Using graphene, researchers bring theorized mechanism of conduction to life

(Nanowerk News) Humans have harnessed large portions of the electromagnetic spectrum for diverse technologies, from X-rays to radios, but a chunk of that spectrum has remained largely out of reach. This is known as the terahertz gap, located between radio waves and infrared radiation, two parts of the spectrum we use in everyday technologies including cell phones, TV remotes and toasters.
A theory developed by the late Stanford professor and Nobel laureate Felix Bloch suggested that a specially structured material that allowed electrons to oscillate in a particular way might be able to conduct these sought-after terahertz signals.
Now, decades after Bloch’s theory, Stanford physicists may have developed materials that enable these theorized oscillations, someday allowing for improvements in technologies from solar cells to airport scanners. The group published their findings in the Sept. 29 issue of Science ("Ballistic miniband conduction in a graphene superlattice").
graphene superlattice
The graphene superlattice in which Stanford researchers measured conduction behaviors. Two-dimensional material is shown in green. (Image: Menyoung Lee)

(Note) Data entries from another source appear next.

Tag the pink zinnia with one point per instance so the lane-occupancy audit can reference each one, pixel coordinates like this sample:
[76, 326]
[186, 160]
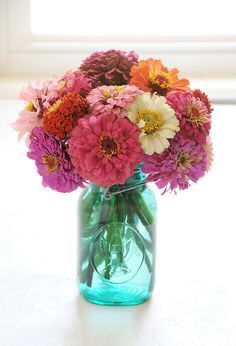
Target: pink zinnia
[184, 161]
[195, 121]
[113, 99]
[75, 82]
[105, 149]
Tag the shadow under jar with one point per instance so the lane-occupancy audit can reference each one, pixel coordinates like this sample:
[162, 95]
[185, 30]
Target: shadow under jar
[116, 262]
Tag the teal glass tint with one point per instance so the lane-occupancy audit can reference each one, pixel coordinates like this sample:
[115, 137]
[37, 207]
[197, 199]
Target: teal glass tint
[117, 243]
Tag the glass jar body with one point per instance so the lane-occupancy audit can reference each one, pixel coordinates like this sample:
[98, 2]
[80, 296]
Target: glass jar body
[116, 261]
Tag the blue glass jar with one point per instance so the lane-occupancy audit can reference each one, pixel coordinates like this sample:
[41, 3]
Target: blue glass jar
[117, 242]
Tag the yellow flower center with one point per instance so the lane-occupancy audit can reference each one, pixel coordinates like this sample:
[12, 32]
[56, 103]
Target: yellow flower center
[161, 79]
[51, 162]
[30, 107]
[152, 118]
[109, 146]
[118, 88]
[184, 161]
[106, 94]
[55, 106]
[195, 116]
[63, 84]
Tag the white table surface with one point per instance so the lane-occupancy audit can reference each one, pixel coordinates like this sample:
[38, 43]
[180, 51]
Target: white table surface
[194, 301]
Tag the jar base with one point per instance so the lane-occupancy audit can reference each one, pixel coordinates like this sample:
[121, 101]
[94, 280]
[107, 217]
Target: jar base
[114, 297]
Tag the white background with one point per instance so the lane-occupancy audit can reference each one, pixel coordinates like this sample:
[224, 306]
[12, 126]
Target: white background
[194, 300]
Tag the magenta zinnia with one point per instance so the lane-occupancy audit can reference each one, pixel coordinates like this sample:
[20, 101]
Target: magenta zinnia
[111, 67]
[195, 121]
[111, 98]
[75, 82]
[53, 162]
[184, 161]
[105, 149]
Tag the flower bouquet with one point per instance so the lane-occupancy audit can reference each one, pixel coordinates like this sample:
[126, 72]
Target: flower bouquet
[110, 127]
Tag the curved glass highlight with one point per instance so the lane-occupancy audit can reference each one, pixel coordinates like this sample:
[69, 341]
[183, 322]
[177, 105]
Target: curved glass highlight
[117, 243]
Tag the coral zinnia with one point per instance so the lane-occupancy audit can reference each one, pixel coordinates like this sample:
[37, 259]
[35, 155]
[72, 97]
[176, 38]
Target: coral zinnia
[105, 149]
[151, 75]
[156, 120]
[62, 116]
[111, 98]
[184, 161]
[194, 118]
[53, 162]
[111, 67]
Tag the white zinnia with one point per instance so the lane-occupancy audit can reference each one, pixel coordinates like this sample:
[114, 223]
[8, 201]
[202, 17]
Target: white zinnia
[156, 119]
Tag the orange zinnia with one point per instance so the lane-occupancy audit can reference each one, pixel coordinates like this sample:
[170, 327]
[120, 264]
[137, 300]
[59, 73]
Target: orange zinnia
[151, 75]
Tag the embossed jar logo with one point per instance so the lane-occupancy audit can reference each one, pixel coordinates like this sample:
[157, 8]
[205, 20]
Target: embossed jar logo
[117, 252]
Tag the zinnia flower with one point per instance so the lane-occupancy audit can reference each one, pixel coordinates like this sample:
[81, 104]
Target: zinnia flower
[184, 161]
[75, 82]
[111, 67]
[151, 75]
[53, 162]
[62, 116]
[111, 98]
[38, 98]
[194, 118]
[105, 149]
[156, 120]
[204, 98]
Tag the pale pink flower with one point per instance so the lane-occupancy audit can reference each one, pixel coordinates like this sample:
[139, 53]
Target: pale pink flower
[38, 98]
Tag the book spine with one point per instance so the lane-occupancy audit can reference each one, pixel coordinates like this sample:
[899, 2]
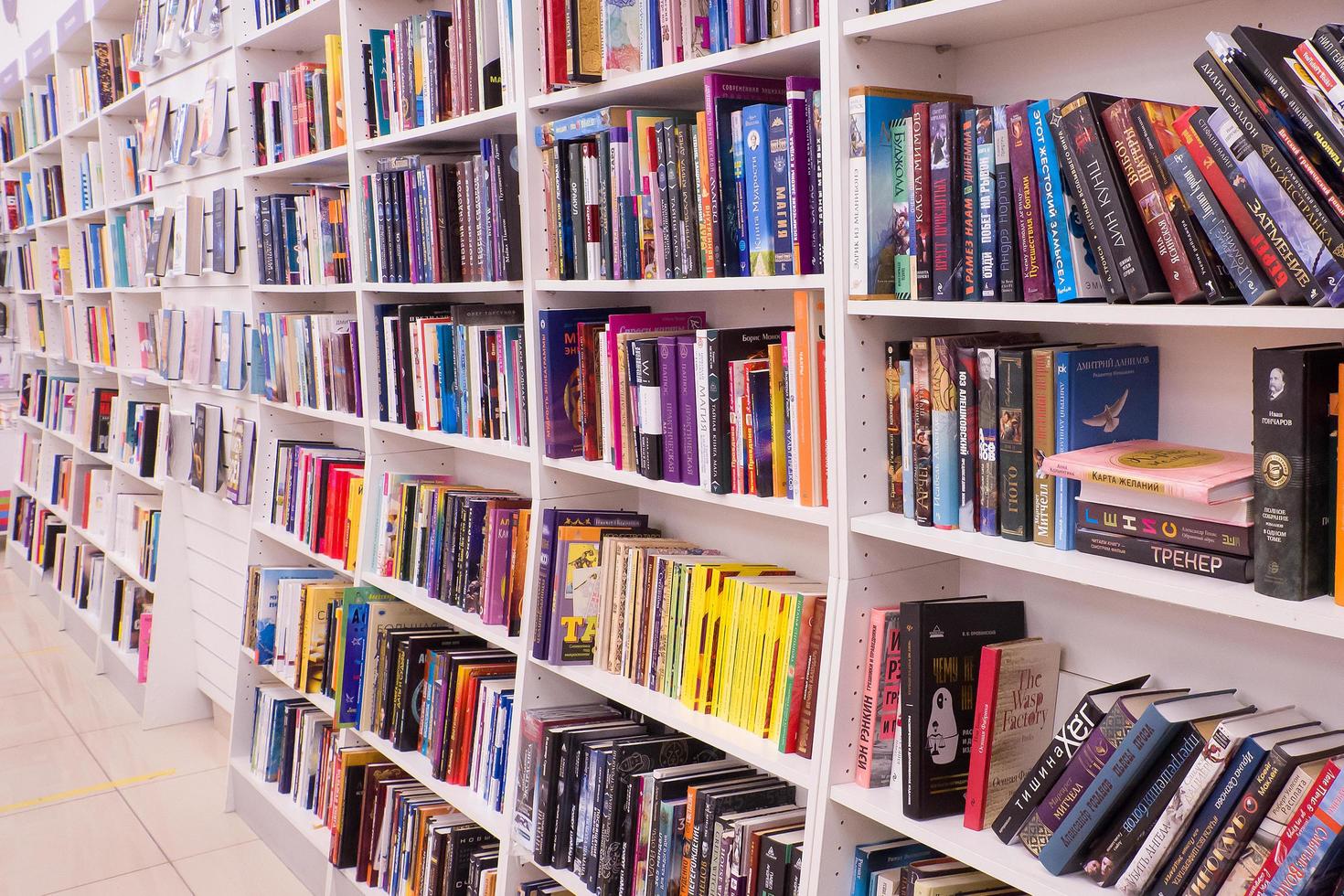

Innovations in superlattice materials
Researchers have long thought that materials with repeating spatial patterns on the nanoscale might allow for Bloch’s oscillations, but technology is only just catching up to theory. Such a material requires that electrons travel long distances without deflection, where even the smallest imperfection in the medium through which the electrons flow can put them off their original path, like a stream trying to wind over and around rocks and fallen trees.
Burgeoning research in the field of two-dimensional materials and superlattices could make this type of material a reality. Superlattices are semiconductors made by layering ultra-thin materials whose atoms are arranged in a periodic lattice pattern.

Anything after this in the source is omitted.